ABB is a leading force in the supply of power-from-shore systems in the North Sea. In 2005, the company supplied its HVDC (high-voltage, direct current) Light technology to Statoil’s Troll A to provide power for a pre-compression project, and currently it is supplying converter stations for a power-from-shore system to BP’s Valhall redevelopment project.
For Gjøa, power will be transmitted in alternating current form, so that there will be no need for AC-DC conversion either at shore or on the platform.
Power for Gjøa will come from a new combined heating and power plant that Statoil is building at the site of its Mongstad refinery in western Norway. When Gjøa is operating at full capacity, the combination power from shore with the Mongstad CHP plant will eliminate the production of about 230,000 metric tons (253,531 tons) a year of carbon dioxide emissions.
Transmission to Gjøa will start at a sub-station at Mongstad, where power arriving at around 132 kV will be converted to 90 kV. On arrival at the platform, it will pass through transformers for distribution at 11 kV and in high voltage. ABB has other substantial deliveries of electrical equipment to Gjøa, including drives, drive transformers, and HV and medium-voltage switch-gear.

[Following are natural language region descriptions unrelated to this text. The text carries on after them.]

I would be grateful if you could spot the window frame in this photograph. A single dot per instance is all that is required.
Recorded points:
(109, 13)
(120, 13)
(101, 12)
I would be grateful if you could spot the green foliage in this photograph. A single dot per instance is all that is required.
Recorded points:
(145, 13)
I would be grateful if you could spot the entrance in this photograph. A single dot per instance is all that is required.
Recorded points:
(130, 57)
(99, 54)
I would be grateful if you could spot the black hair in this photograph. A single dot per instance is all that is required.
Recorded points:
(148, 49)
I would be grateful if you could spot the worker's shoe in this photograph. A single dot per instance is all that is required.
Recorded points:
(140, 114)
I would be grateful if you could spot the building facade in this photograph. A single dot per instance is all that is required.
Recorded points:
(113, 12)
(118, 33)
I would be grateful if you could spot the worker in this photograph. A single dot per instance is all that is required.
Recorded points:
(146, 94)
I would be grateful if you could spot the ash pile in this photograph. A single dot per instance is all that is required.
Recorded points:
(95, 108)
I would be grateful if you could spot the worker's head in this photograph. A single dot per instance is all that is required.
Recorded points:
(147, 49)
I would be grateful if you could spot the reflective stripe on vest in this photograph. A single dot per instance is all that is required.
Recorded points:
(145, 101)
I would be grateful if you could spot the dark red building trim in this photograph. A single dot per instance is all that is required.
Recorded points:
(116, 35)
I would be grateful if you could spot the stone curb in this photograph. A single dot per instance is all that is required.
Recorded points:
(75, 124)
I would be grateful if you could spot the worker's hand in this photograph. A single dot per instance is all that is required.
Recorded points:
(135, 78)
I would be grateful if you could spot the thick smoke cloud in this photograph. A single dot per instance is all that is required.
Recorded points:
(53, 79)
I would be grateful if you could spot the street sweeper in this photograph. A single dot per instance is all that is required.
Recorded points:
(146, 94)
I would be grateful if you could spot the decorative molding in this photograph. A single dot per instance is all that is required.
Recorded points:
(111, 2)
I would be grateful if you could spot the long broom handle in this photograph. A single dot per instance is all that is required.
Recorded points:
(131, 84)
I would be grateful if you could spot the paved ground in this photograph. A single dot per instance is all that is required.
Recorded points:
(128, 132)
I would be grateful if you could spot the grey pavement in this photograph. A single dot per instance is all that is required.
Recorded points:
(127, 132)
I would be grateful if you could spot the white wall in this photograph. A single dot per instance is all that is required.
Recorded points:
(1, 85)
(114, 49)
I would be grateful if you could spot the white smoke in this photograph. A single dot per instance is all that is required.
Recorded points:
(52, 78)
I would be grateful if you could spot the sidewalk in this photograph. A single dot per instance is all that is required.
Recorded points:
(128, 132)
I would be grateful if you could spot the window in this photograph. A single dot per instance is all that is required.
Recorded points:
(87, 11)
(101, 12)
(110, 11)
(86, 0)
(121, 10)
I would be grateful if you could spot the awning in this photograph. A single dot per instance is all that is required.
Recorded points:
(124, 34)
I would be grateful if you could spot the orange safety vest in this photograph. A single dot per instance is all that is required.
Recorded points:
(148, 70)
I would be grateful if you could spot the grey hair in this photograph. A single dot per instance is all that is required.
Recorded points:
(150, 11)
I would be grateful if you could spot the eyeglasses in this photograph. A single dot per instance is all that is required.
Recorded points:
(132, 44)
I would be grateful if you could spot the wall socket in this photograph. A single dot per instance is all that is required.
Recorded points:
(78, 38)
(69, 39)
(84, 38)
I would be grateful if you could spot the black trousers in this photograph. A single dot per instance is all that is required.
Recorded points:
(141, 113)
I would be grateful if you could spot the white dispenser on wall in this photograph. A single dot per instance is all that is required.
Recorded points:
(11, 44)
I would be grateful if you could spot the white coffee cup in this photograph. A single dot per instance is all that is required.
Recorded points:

The platform will be in a water depth of 380 m (1,247 ft). While the water depth presents no special problems for the static part of the cable, which lies on the seabed, there are serious challenges for the dynamic part, the section that hangs in the water column between the seabed and the platform, Jonsson says.
This section will be about 1,500 m (4,921-ft) long, and given that the cable weighs about 85 kg/m, will have a weight in air of 130 metric tons (143 tons). Hanging in the water column, it will be subject to loadings from sources such as sea currents, waves, and the movement of the platform itself, which will affect its fatigue life. It is also essential to ensure that the cable is watertight.
Finding an acceptable solution took a year of studies, Jonsson says. Buoyancy elements will be used to configure the cable in a wave formation, thus reducing the loadings.
Traditionally, lead is used to protect a subsea cable from water ingress, but in a dynamic application, it could be subject to excessive fatigue loading. A new (confidential) solution has therefore been specified for the Gjøa cable, Jonsson says. Laboratory testing of a prototype section of cable was carried out to verify both its fatigue life and watertightness.
Statoil considered both AC and DC power supply for Gjøa. While most of the platform’s requirements will be met by power from shore, the gas export compressor will be powered by an offshore turbine. Heat from the exhaust stream will be captured and used, giving high-efficiency use of the turbine, according to Statoil. This solution also means that the imported power requirement is reduced and can be met by AC power.
Transmission of 40 MW over a distance of nearly 100 km (62 mi) is close to the practical limit for an AC solution, according to Magnus Larsson-Hoffstein, ABB’s project manager for the Gjøa cable. The limits can be extended by means of reactive compensation, but this adds considerably to the cost and complexity, making the AC solution less competitive.
Following the signing of the contract in June, detailed engineering for the Gjøa cable is now under way. The cable will be manufactured early next year at ABB Power Technologies’ cable manufacturing facility at Karlskrona in southern Sweden. Installation will be subcontracted to OceanTeam, with which ABB Power Technologies has a long-term agreement.
The environmental benefits constitute an important driver for power-from-shore solutions, not only for the offshore oil and gas sector but also offshore wind farms, according to Jonsson. ABB has several ongoing deliveries to offshore wind farms both in the North Sea and Baltic Sea.
Interest in such solutions for offshore oil and gas projects is also growing in other parts of the world, such as West Africa, the Middle East, and the Far East. ABB already has one subsea power cable installed in the Arabian Gulf, which serves Saudi Aramco’s Abu Safah field 50 km (31.07 mi) offshore.